Il y a, certes, des Français qui se convertissent à l’islam. Les raisons en sont diverses : cela peut être une première découverte de la foi en Dieu pour un jeune élevé dans un milieu athée, l’entraînement de camarades musulmans, l’attirance de la mystique musulmane, un besoin d’une loi précise et ferme face à une société permissive, la reconversion de militants gauchistes vers l’islam considéré comme la religion du Tiers-monde, l’idéalisation de l’aspect plus familial et communautaire de l’islam face à un monde trop individualiste, la conversion forcée dans certains cas de mariages mixtes, un sentiment de frustration chez quelqu’un qui s’imagine que l’islam est plus permissif que sa religion d’origine. Ce phénomène de conversion s’explique aussi par le fait que les catholiques n’osent plus parler de Dieu et que l’Eglise est devenue muette. Selon certains, les convertis à l’islam proviendraient principalement de familles non pratiquantes depuis plusieurs générations où l’on avait depuis longtemps l’habitude « de manger du curé ». Environ 45 000 Français de souche seraient ainsi, depuis vingt ans, passés à l’islam.

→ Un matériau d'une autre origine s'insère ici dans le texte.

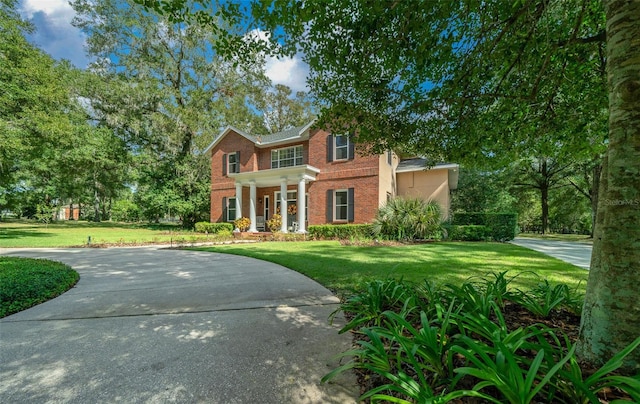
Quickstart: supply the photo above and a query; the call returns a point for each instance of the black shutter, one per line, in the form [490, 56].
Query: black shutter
[350, 210]
[224, 164]
[352, 149]
[224, 208]
[329, 148]
[329, 205]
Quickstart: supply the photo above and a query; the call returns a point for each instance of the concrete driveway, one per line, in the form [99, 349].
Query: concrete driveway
[157, 325]
[578, 254]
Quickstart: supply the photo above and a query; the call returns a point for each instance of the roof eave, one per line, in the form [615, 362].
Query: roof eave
[224, 133]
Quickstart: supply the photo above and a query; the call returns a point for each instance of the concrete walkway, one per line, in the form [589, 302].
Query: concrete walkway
[578, 254]
[155, 325]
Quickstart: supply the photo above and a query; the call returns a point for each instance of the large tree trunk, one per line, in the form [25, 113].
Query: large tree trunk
[611, 316]
[594, 194]
[544, 200]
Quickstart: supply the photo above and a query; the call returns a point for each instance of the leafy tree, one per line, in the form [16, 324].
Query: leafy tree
[470, 80]
[282, 112]
[483, 191]
[49, 150]
[542, 174]
[165, 92]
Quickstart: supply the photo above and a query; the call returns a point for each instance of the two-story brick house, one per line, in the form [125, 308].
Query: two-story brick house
[252, 176]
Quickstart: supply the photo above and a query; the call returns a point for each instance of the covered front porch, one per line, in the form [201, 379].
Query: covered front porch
[274, 178]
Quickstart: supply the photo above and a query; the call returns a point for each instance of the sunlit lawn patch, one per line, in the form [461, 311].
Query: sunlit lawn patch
[343, 268]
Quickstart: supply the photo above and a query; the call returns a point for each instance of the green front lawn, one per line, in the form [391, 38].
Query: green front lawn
[73, 233]
[345, 268]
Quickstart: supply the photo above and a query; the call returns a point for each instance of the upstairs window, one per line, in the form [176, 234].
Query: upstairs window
[234, 163]
[231, 163]
[340, 206]
[341, 147]
[288, 157]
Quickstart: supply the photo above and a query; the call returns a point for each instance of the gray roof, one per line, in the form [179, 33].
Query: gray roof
[420, 164]
[285, 134]
[261, 140]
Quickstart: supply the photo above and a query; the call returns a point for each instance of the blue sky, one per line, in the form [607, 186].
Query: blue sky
[56, 36]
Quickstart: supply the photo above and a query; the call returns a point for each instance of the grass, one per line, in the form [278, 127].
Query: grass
[26, 282]
[344, 269]
[74, 233]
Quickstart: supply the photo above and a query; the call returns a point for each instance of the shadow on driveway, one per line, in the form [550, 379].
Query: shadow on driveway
[578, 254]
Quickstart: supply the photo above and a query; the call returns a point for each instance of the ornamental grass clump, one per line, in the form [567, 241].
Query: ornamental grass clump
[472, 343]
[242, 223]
[408, 219]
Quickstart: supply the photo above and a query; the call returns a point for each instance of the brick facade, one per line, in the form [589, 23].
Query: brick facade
[360, 172]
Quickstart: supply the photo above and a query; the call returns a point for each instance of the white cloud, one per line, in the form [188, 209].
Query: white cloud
[61, 9]
[291, 72]
[54, 33]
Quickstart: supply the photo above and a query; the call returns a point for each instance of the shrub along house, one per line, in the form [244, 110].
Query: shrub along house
[319, 176]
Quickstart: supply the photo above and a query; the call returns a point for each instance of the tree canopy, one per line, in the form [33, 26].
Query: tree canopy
[483, 82]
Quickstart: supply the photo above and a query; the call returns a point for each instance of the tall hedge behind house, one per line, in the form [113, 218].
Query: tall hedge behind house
[500, 226]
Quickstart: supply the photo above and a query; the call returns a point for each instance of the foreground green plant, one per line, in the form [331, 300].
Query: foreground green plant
[26, 282]
[432, 345]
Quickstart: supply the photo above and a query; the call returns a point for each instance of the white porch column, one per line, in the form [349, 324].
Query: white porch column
[283, 204]
[252, 206]
[302, 190]
[238, 200]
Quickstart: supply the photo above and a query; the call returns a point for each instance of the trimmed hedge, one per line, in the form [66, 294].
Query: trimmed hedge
[501, 226]
[470, 232]
[26, 282]
[213, 228]
[339, 231]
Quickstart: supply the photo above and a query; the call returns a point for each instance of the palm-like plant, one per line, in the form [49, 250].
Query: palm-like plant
[408, 219]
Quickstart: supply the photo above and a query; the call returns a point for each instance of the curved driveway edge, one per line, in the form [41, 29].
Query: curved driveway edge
[578, 254]
[158, 325]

Si certains font beaucoup de tapage autour de ces conversions, il serait tout à fait faux de croire qu’il s’agit d’un raz-de-marée car, somme toute, le mouvement dans le sens de l’islam est aujourd’hui à peine plus fort que celui en sens contraire qui va de l’islam vers le christianisme, si l’on consulte les chiffres officiels de la Mosquée de Paris. Peut-être même est-il en diminution. Il y a en effet un nombre assez notable de baptêmes d’adultes d’origine musulmane : ils sont en progression constante, actuellement au nombre de 350 à 400 chaque année, enregistrés par les catéchuménats diocésains. Et près de 10 % des catéchumènes sont d’origine musulmane [3].


l’Eglise moderne, beaucoup sont arrivés à la conclusion qu’il ne faut plus se taire sur ce phénomène, et tout au contraire en parler et informer les catéchuménats diocésains. Ce dont il faut absolument s’abstenir, c’est de citer les noms de personnes converties… Car les néophytes autant que leurs familles en France ou à l’étranger pourraient avoir à en pâtir.


Parmi les candidats au baptême en France aujourd’hui, il y a souvent des personnes originaires du Maghreb ; il y a aussi des demandes de baptême de la part de personnes originaires d’Afrique noire, de Turquie, du Proche-Orient, de l’Océan Indien et d’Asie. « Les itinéraires religieux de ces catéchumènes et le regard qu’ils portent sur l’Islam sont nécessairement marqués par les rapports qu’ils ont entretenus avec leur communauté d’origine. Pour certains, l’adhésion à la foi chrétienne est l’aboutissement d’une démarche religieuse qui a débuté au sein de l’islam. Pour d’autres, il existe un rejet radical de l’islam lié souvent à des expériences familiales ou communautaires malheureuses [4]. Bien des chrétiens venant de l’islam ne révèlent pas, même aux membres de leur famille, leur adhésion au christianisme pour éviter de lourdes tensions familiales. Quoique les conversions au christianisme soient plus facilement acceptées chez les Africains sub-sahariens que dans les familles maghrébines ou turques, la famille éprouve généralement un sentiment de honte et de désarroi si l’un de ses membres se détourne publiquement de l’islam pour adopter une autre religion. Dès le début, il importe d’assurer le catéchumène d’une entière discrétion »[5].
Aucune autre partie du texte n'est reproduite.